Jensen Jakob Solgaard, Bielefeldt Andreas Ørsted, Hróbjartsson Asbjørn
The Nordic Cochrane Centre, Rigshospitalet Department 7811, Blegdamsvej 9, 2100 Copenhagen Ø, Denmark.
The Nordic Cochrane Centre, Rigshospitalet Department 7811, Blegdamsvej 9, 2100 Copenhagen Ø, Denmark.
J Clin Epidemiol. 2017 Jul;87:35-46. doi: 10.1016/j.jclinepi.2017.03.001. Epub 2017 Mar 22.
Active placebos are control interventions that mimic the side effects of the experimental interventions in randomized trials and are sometimes used to reduce the risk of unblinding. We wanted to assess how often randomized clinical drug trials use active placebo control groups; to provide a catalog, and a characterization, of such trials; and to analyze methodological arguments for and against the use of active placebo.
An overview consisting of three thematically linked substudies. In an observational substudy, we assessed the prevalence of active placebo groups based on a random sample of 200 PubMed indexed placebo-controlled randomized drug trials published in October 2013. In a systematic review, we identified and characterized trials with active placebo control groups irrespective of publication time. In a third substudy, we reviewed publications with substantial methodological comments on active placebo groups (searches in PubMed, The Cochrane Library, Google Scholar, and HighWirePress).

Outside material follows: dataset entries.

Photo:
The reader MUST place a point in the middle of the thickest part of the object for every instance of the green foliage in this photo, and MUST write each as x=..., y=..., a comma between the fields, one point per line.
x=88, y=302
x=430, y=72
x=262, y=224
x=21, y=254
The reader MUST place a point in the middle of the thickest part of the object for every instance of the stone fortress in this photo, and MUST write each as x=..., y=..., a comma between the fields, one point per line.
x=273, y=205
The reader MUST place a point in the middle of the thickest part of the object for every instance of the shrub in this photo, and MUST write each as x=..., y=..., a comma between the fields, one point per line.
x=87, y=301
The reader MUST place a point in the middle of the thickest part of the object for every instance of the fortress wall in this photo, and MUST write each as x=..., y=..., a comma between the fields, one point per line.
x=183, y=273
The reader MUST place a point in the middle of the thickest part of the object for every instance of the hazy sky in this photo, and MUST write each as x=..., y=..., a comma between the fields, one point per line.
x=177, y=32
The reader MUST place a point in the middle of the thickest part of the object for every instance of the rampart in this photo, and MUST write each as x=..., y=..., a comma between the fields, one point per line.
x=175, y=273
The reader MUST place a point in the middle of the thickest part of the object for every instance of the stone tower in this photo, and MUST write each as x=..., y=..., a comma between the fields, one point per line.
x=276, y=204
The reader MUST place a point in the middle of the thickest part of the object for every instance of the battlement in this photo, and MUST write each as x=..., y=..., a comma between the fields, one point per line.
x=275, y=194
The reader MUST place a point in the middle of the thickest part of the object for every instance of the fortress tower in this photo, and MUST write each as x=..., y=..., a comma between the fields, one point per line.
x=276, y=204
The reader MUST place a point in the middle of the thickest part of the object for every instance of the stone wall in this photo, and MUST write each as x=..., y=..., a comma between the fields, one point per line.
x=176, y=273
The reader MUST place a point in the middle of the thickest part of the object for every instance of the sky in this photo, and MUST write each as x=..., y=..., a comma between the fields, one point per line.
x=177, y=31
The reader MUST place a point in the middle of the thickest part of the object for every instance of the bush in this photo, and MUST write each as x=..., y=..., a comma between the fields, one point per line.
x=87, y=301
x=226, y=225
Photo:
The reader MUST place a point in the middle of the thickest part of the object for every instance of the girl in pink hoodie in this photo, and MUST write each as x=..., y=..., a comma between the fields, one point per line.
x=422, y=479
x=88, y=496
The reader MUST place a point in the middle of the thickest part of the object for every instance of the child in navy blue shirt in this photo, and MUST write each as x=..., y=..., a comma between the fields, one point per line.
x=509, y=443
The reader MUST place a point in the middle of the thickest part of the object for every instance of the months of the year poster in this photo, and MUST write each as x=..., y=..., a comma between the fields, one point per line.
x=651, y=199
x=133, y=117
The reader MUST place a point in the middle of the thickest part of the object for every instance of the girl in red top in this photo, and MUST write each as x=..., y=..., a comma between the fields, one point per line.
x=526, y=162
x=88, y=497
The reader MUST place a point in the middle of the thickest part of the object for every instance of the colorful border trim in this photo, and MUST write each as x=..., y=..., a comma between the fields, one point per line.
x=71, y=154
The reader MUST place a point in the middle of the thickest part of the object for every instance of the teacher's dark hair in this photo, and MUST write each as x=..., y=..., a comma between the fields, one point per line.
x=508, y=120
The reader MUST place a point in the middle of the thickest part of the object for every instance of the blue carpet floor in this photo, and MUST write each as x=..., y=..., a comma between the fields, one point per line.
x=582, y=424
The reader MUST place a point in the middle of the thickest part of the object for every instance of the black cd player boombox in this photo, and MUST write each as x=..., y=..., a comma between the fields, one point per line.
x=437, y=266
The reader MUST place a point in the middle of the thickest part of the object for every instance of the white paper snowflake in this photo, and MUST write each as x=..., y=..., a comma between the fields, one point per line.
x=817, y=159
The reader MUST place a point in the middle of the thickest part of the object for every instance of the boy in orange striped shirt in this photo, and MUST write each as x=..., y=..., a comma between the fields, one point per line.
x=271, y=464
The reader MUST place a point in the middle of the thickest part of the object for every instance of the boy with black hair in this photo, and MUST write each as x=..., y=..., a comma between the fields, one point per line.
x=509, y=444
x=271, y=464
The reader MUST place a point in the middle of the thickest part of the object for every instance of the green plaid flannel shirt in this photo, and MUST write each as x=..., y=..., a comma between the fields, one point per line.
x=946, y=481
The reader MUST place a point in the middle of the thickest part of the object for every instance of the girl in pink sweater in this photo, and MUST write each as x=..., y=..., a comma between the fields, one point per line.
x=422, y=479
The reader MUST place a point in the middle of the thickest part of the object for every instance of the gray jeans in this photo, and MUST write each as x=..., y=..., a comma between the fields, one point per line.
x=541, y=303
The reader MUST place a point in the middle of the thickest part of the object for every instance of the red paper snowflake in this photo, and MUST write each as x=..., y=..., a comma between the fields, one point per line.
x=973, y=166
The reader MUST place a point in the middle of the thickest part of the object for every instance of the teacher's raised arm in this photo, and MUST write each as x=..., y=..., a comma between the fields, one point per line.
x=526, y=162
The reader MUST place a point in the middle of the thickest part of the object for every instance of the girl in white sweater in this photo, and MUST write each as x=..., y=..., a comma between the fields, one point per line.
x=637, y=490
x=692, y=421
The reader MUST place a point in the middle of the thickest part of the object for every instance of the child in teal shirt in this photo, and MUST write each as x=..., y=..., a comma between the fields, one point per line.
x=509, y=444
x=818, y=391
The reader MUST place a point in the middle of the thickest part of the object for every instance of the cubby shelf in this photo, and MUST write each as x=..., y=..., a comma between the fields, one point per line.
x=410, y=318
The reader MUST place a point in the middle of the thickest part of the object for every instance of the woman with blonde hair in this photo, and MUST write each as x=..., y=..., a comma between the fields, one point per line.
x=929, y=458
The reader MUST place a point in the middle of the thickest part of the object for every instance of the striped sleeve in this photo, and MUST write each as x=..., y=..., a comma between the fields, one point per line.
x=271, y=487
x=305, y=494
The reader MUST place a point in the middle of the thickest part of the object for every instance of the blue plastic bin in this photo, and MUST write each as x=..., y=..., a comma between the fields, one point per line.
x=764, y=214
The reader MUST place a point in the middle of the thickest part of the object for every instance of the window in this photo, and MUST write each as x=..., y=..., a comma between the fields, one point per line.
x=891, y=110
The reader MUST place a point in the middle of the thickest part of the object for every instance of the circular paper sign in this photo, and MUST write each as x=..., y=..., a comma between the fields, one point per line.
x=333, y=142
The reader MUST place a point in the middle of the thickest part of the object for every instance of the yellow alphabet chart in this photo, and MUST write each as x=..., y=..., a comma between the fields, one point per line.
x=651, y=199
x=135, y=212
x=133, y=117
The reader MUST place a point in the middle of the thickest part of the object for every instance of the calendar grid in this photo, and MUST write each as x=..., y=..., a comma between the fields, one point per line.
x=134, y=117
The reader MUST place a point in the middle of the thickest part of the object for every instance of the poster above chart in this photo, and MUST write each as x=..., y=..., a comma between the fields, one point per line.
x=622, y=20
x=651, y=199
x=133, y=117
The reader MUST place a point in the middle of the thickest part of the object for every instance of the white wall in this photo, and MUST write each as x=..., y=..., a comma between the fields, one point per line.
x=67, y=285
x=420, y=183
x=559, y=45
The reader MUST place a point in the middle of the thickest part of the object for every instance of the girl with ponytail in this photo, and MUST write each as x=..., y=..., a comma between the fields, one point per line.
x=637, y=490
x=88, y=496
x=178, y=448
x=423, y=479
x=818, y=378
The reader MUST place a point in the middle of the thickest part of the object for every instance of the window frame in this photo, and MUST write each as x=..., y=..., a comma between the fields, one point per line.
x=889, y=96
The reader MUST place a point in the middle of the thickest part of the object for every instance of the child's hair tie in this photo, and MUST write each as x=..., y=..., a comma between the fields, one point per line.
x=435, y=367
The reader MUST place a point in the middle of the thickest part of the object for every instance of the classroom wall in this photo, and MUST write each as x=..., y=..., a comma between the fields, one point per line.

The prevalence of trials with active placebo groups published in 2013 was 1 out of 200 (95% confidence interval: 0-2), 0.5% (0-1%). We identified and characterized 89 randomized trials (published 1961-2014) using active placebos, for example, antihistamines, anticholinergic drugs, and sedatives. Such trials typically involved a crossover design, the experimental intervention had noticeable side effects, and the outcomes were patient-reported. The use of active placebos was clustered in specific research settings and did not appear to reflect consistently the side effect profile of the experimental intervention, for example, selective serotonin reuptake inhibitors were compared with active placebos in pain trials but not in depression trials. We identified and analyzed 25 methods publications with substantial comments. The main argument for active placebo was to reduce risk of unblinding; the main argument against was the risk of unintended therapeutic effect.
Pharmacological active placebo control interventions are rarely used in randomized clinical trials, but they constitute a methodological tool which merits serious consideration. We suggest that active placebos are used more often in trials of drugs with noticeable side effects, especially in situations where the expected therapeutic effects are modest and the risk of bias due to unblinding is high.
活性安慰剂是在随机试验中模拟试验性干预措施副作用的对照干预措施,有时用于降低破盲风险。我们希望评估随机临床药物试验使用活性安慰剂对照组的频率;提供此类试验的目录和特征描述;并分析支持和反对使用活性安慰剂的方法学论据。
一项由三个主题相关的子研究组成的综述。在一项观察性子研究中,我们基于2013年10月发表的200篇被PubMed收录的安慰剂对照随机药物试验的随机样本,评估活性安慰剂组的患病率。在一项系统评价中,我们识别并描述了使用活性安慰剂对照组的试验,不考虑发表时间。在第三个子研究中,我们回顾了对活性安慰剂组有大量方法学评论的出版物(在PubMed、Cochrane图书馆、谷歌学术和HighWirePress中检索)。
2013年发表的使用活性安慰剂组的试验患病率为200分之一(95%置信区间:0 - 2),即0.5%(0 - 1%)。我们识别并描述了89项使用活性安慰剂的随机试验(发表于1961 - 2014年),例如抗组胺药、抗胆碱能药物和镇静剂。此类试验通常采用交叉设计,试验性干预措施有明显副作用,且结果由患者报告。活性安慰剂的使用集中在特定研究环境中,似乎并未始终反映试验性干预措施的副作用特征,例如,在疼痛试验中选择性5 - 羟色胺再摄取抑制剂与活性安慰剂进行了比较,但在抑郁症试验中未进行比较。我们识别并分析了25篇有大量评论的方法学出版物。支持活性安慰剂的主要论据是降低破盲风险;反对的主要论据是意外治疗效果的风险。
药理活性安慰剂对照干预措施在随机临床试验中很少使用,但它们构成了一种值得认真考虑的方法学工具。我们建议,在有明显副作用的药物试验中,尤其是在预期治疗效果适度且因破盲导致偏倚风险较高的情况下,应更频繁地使用活性安慰剂。